そして私の体を貫くはずだった衝撃は、訪れない。
恐る恐る瞼を上げる。
目の前に、信じられない光景が広がっていた。
アザレアが振り下ろした短剣の刃。
その切っ先が、私の胸元数ミリのところで静止している。
そしてその腕を掴み止めているのは――悪夢に囚われていたはずの、リリアの小さな手だった。
彼女のか細い腕が、まるでこの世の理不尽そのものに抗うかのように、アザレアの動きを完全に封じ込めていた。
「なっ…!?」
アザレアの神のような無慈悲な表情に、初めて純粋な驚愕の色が浮かぶ。
リリアはゆっくりと顔を上げた。
その硝子玉のような瞳は今、アザレアが見せた無数の絶望の未来、そのさらに奥にあるたった一つの光を見通しているかのようだった。
そして、その唇が動く。
虚ろでありながら、しかし決して折れることのない、絶対的な意志をその響きに含ませて。
「その『未来』だけは…認めません」
その言葉。その意志。
私はまるで夢から覚めたかのように、はっとリリアのその小さな肩に手を触れた。
その瞬間だった。
それまで陽炎のように虚ろで、この世界の理から外れていたアザレアの存在が、私の感覚の中ではっきりと実体を結んだのだ。

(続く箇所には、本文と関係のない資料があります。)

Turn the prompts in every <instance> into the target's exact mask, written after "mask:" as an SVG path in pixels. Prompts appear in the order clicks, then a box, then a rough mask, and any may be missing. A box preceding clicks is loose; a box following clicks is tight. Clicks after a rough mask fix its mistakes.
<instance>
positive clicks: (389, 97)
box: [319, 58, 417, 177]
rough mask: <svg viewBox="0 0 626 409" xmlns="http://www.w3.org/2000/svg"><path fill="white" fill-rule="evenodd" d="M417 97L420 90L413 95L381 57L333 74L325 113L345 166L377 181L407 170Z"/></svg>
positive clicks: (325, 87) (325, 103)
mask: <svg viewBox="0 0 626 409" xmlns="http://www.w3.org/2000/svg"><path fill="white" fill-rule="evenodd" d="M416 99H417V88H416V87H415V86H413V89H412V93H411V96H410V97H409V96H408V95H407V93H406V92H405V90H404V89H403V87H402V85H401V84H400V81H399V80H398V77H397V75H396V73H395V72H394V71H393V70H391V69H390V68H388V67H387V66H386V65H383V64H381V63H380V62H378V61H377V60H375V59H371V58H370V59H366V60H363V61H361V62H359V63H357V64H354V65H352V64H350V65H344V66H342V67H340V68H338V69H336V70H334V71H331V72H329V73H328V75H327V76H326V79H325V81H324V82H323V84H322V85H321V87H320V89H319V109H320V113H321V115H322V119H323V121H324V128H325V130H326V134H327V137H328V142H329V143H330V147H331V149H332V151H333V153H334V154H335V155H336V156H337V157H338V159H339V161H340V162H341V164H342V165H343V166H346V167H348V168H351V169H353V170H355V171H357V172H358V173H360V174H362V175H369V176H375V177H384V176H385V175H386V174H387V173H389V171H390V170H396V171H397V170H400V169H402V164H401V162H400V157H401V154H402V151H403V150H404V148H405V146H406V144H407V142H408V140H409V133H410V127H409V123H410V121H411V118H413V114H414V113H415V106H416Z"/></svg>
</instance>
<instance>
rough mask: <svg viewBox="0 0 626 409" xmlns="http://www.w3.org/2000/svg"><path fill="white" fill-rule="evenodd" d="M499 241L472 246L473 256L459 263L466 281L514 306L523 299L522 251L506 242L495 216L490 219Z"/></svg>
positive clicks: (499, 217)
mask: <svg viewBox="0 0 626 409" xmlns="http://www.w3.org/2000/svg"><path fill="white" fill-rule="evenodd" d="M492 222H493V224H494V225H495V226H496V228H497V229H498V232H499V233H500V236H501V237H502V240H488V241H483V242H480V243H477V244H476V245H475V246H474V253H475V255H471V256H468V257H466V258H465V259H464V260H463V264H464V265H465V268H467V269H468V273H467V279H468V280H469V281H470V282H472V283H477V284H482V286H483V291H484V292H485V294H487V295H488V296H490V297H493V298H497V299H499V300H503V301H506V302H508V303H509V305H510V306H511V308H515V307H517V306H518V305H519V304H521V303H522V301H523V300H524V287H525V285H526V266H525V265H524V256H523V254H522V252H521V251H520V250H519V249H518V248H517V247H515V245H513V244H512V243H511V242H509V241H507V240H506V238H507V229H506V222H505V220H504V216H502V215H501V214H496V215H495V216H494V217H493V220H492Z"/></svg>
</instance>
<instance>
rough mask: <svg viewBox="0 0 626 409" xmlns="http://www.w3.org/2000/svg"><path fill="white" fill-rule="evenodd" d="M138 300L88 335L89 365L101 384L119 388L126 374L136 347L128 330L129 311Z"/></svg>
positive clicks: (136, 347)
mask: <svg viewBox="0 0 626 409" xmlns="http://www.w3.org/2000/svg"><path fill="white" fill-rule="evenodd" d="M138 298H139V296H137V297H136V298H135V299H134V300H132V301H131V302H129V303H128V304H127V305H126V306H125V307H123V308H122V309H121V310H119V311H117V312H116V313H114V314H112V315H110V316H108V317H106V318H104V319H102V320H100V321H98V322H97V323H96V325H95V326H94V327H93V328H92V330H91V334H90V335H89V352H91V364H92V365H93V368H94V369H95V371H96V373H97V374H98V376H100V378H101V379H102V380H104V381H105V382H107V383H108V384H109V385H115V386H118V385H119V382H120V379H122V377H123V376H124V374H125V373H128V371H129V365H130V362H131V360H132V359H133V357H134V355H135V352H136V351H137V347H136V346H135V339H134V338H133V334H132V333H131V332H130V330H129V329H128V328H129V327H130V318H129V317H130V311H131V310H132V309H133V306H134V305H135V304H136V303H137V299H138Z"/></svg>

触れられる。干渉できる。彼女は今この瞬間、確かに私と同じ世界に立っている…!
(…今、なら)
好機は一瞬。
私はリリアが作ってくれた、その僅かな世界の亀裂を見逃さない。
私は息を吸い、そして吐き出すその呼気に、術式を乗せた。
私の手のひらから放たれたのは、ただ純粋な、凍晶の一撃。
アザレアはリリアの腕を振りほどき、咄嗟に身を翻した。
凍晶の一撃は彼女の頬を僅かに掠め、一筋の赤い線を描く。
初めて、私の攻撃が彼女に届いた。
アザレアは自らの頬を流れる血を、信じられないといった表情で見つめている。
私はよろめくリリアの体を支え、そしてその手を強く握った。
指と指が絡み合う。
私の目に、最早、恐怖はなかった。